Breakfast and I have a complicated relationship. It’s actually my favorite meal of the day to eat and make. If I could, I’d have breakfast three meals a day. There’s something cathartic about being in the kitchen first thing in the morning. Soft light. Messy hair. Soulful music. Full belly. Love. During the week, if it means getting an extra half-hour of sleep I settle for a Luna bar and coffee on the go. I pair this with an, “I’ll have something more substantial when I get to work!” Then, I get to work and forget. This morning, I woke up sans alarm, and made myself a sausage, egg, and cheese breakfast sandwich with a side of sautéed spinach. And my coffee, obviously.

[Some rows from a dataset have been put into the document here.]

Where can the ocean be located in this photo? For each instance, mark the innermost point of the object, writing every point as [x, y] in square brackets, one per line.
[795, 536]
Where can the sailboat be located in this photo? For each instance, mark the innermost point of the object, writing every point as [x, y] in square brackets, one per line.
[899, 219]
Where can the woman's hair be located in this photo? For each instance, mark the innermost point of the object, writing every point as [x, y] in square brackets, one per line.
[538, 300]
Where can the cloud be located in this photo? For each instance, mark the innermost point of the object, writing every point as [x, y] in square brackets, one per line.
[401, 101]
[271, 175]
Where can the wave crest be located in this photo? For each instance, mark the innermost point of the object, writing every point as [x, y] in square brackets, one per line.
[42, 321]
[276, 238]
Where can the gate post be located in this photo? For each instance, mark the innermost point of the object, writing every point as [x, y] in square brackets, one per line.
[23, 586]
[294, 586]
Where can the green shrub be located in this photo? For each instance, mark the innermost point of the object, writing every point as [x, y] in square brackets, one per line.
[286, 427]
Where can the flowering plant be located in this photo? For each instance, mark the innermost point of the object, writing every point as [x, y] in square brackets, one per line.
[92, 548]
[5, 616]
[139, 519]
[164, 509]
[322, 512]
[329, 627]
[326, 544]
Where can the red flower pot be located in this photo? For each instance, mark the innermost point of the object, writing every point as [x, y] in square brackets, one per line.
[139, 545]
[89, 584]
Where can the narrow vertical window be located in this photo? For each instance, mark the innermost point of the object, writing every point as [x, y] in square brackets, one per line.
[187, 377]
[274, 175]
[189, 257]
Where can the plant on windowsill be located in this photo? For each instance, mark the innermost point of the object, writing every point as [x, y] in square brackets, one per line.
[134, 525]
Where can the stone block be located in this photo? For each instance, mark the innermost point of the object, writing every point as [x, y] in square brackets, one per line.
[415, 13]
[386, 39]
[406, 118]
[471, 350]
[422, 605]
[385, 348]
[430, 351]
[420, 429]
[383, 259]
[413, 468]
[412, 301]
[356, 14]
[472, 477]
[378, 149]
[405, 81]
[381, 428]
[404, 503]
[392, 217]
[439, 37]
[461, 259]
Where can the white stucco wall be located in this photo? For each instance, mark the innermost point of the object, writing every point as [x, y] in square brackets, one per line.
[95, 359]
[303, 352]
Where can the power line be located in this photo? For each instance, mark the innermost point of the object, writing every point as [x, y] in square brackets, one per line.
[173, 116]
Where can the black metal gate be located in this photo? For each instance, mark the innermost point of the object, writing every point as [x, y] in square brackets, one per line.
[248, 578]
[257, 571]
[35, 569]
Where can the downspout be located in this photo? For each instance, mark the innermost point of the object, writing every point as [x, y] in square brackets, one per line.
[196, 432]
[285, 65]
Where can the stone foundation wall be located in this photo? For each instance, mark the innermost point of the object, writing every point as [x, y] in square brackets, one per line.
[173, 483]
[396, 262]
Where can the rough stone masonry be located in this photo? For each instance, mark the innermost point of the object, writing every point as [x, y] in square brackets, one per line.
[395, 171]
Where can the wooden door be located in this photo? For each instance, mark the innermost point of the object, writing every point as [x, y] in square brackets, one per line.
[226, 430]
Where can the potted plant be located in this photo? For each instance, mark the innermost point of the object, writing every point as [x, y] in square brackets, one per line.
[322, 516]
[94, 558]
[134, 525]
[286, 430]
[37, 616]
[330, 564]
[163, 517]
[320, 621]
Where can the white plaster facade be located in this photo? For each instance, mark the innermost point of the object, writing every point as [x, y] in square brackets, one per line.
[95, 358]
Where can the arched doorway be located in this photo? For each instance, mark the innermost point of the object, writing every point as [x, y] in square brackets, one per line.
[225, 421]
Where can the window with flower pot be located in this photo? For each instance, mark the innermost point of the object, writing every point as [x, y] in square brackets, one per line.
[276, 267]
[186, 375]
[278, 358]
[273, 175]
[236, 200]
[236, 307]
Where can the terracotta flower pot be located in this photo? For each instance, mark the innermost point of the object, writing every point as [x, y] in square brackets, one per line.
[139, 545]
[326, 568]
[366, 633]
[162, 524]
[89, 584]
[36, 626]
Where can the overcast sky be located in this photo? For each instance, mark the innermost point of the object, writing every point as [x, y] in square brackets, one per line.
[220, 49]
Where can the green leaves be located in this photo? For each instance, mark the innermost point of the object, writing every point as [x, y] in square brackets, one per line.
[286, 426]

My room is as overwhelming to be in as my brain right now. Piles of laundry, two unpacked bags from recent trips, and creative briefs scattered along my night stand. It’s all cyclical. When my room feels cluttered, I don’t sleep well. When I don’t sleep well, I skip breakfast. When I skip breakfast, I’m a hungry, miserable, less productive version of myself. So I spent two hours this afternoon doing laundry, vacuuming, unpacking, and de-cluttering. If I didn’t need it, it went in the garbage. If I haven’t worn it, I donated it. If it was tied to a person, place, or experience that no longer serves me, I threw it out. My room is back to being the etherial haven it was always meant to be.
If there’s anything more cluttered than my room right now it’s my brain. I have so much in there, and I keep cramming more in. It’s like I’m going on vacation and trying to bring ALL the things. I don’t know what the weather’s going to be like, so I pack shorts and jeans. I might go to something fancy, so I’ll need a gown. Which means I’ll need heels. I’ll want to work out, so I throw in my running sneaks. And a wind breaker in case I’m on a freaking boat at some point. And…wait. Where am I going? That’s my brain. It’s overflowing with stuff I’m excited and passionate about, but that stuff is taking over. I took a half hour after eating breakfast to meditate, and realized it was the first time in weeks I’d sat in silence with no interruptions. Usually yoga is my time to give my brain a break, but I’ve been missing it. And clearly, missing that quiet time.
Side note: I’m sure someone will tell me I’m supposed to meditate on an empty stomach, but I’m just doing the best I can, you dig?
SKIN (AND SLEEP)
Question: What does two weeks of no sleep do to your skin?
Answer: Pisses it off.
Guys, my skin is so pissed at me. From the bags under my eyes, to the chronic dryness, to the small bumps I get along my jaw line when I’m especially stressed out, (I’m a jaw clencher. Trying to stop.) my skin just isn’t happy. It basically looks and feels like a broken Terra Cotta pot. I was planning on trying to squeeze in a facial this weekend but the snowstorm camped my style. Instead, I treated myself to nine hours of sleep and a steam room treatment at the gym, followed by an at home face mask made with avocado, honey, and oatmeal.
Speaking of yoga, the last time I worked out was last Thursday. I went for a 5k run, did some core work, and vowed to come back the next day. Okay fine, two days later. OKAY, over the weekend. Ugh. Next week. Fast forward to now. I trudged through the storm today for another 5k run, but I hated every mile. That said, the runner’s high followed me around for the duration of the day. This lack of discipline is entirely my fault. Instead of making my body a priority, I’m making my computer a priority. Sometimes that happens, but it can’t happen all the time. You know what happens to your body when you don’t make it a priority? It stops working for you.
Aaaaaand here we are.
I’m hoping to find ways in the next few weeks to be more mindful about folding self-care more consciously and frequently into what “routine” I have. I’m trying to get better at recognizing my bad-to-myself habits, like working until 2am and functioning on 5 hours of sleep for starters. The goal is to not shut down to the point where I need to spend an entire day recovering from life. Working hard is one thing, but working so hard that life starts to hurt is an entirely different thing. It’s called burn out. And I learned on Friday night that it’s super real.
Take care of yourself, friends. There’s only one of you!